Approaches to Evaluating Welfare Reform: Lessons from Five State Demonstrations. B. ALTERNATIVE DESIGNS FOR IMPACT EVALUATIONS


With only a few exceptions, the terms and conditions for welfare reform demonstrations in the 1990s have required evaluations based on an experimental design. (The most notable exception, the evaluation of Wisconsin's WNW demonstration, is discussed later in this chapter and elsewhere in this report). To assess the advantages and limitations of an experimental design, it is helpful to identify the key features of this design and several nonexperimental designs:

  • Experimental Design. Within selected research sites in which the reform program and the pre-reform program are operating side by side, target cases are randomly assigned to experimental status (the reform program) or control status (the pre-reform program). For the welfare reform demonstration evaluations, the target cases are ongoing welfare recipients and new applicants for assistance. Random assignment ensures that the experimental and control cases are alike, on average, in all respects except for the welfare program rules that they face. Thus, differences in average outcomes for the two groups can be attributed to the reform program. This type of design is said to have a high level of internal validity.
  • Self-Selected Comparison Group Design. This design typically is used to compare two versions of a program operating side by side, when target cases are permitted to choose which program to apply for or participate in (for example, two types of training programs). It may also be used to examine the effects of a program (versus nonparticipation) when it is deemed morally or practically impossible to limit who participates. A multivariate statistical model can be used, in principle, to control for differences in characteristics between cases that select the program of interest and cases that select the alternative program, thus isolating impacts due to differences between the two programs. In practice, such a model has two important limitations: (1) the impact estimates may be sensitive to the exact specification of a statistical model (typically, little guidance is available regarding certain aspects of model specification);(2) and (2) the statistical model may do a poor job of controlling for differences in difficult- to-measure characteristics of cases or individuals, such as self-esteem and ambition, that affect the program they choose, and this limitation (known as selection bias) may bias estimates of impacts.
  • Quasi-Experimental Design. A quasi-experimental design entails the selection of one or more groups of program applicants or participants to receive the reform program (the demonstration groups) and other groups to receive the pre-reform program (the comparison groups). The demonstration and comparison groups are separated in space or time but are matched on the basis of aggregate characteristics that are believed to influence the outcomes of interest. Despite the best attempts to match demonstration and comparison groups, important differences often exist, and these may be a source of bias in impact estimates. Statistical models have the potential to control for such differences, if the differences can be measured at the individual level, but they have the same limitations in a quasi-experimental design as in a self-selected comparison group design. (The advantage of the quasi-experimental approach is that individual-level differences should be smaller.) However, the key disadvantage of the quasi- experimental design is that any site-level (or time-period-specific) differences that affect outcomes may be confounded with the effect of the program. (Examples could include differences in economic climate or program administration.) The problem in this instance is not that the differences are difficult to observe, but that they only vary across sites (or time periods), and the number of sites (periods) is generally too small to allow all of these factors to be controlled for. Additional information on quasi- experimental designs is provided in Section B.3.

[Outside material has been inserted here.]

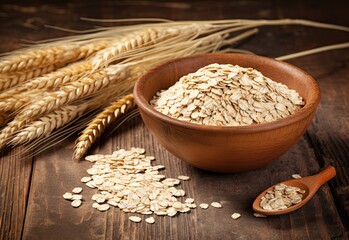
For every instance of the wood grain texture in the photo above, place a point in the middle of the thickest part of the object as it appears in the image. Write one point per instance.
(31, 203)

The first major application of an experimental design in social welfare policy research was to evaluate the negative income tax experiments of the late 1960s and early 1970s (Burtless and Hausman 1978; and Keeley et al. 1978). Since that time, there have been many social welfare policy evaluations based on experimental designs (Greenberg and Shroder 1991). The number and diversity of these evaluations have been increasing in recent years. Using data on several of these evaluations, methodological studies were conducted to determine whether nonexperimental evaluation methods could yield impact estimates similar in sign and magnitude to those generated by experimental methods (LaLonde 1986; Fraker and Maynard 1987; and Heckman and Hotz 1989). The interpretation of the findings from these studies remains controversial (Heckman and Smith 1995). The most common conclusion, however, is that nonexperimental estimators frequently provide different results than would be found in an experimental evaluation, and are therefore biased. Furthermore, the nonexperimental results are sensitive to minor changes in model specification. Thus, experimental estimators are preferred (Burtless 1995; and Friedlander and Robins 1995). DHHS shares this conclusion, as shown by the strong preference it exhibited for experimental evaluations of the welfare reform waiver demonstrations. In special circumstances, however, it approved alternative designs for evaluations of waiver demonstrations.

Despite the methodological strength of an experimental design, the difficulty of implementing such a design sometimes may limit its usefulness. In addition, there may be nontechnical reasons for preferring an alternative design (such as considerations of cost or fairness). The next two subsections consider the advantages and limitations of an experimental design, with particular emphasis on the needs of the impact analysis component of an evaluation. The third and final subsection defines various permutations of a quasi-experimental design and discusses when such a design might be desirable.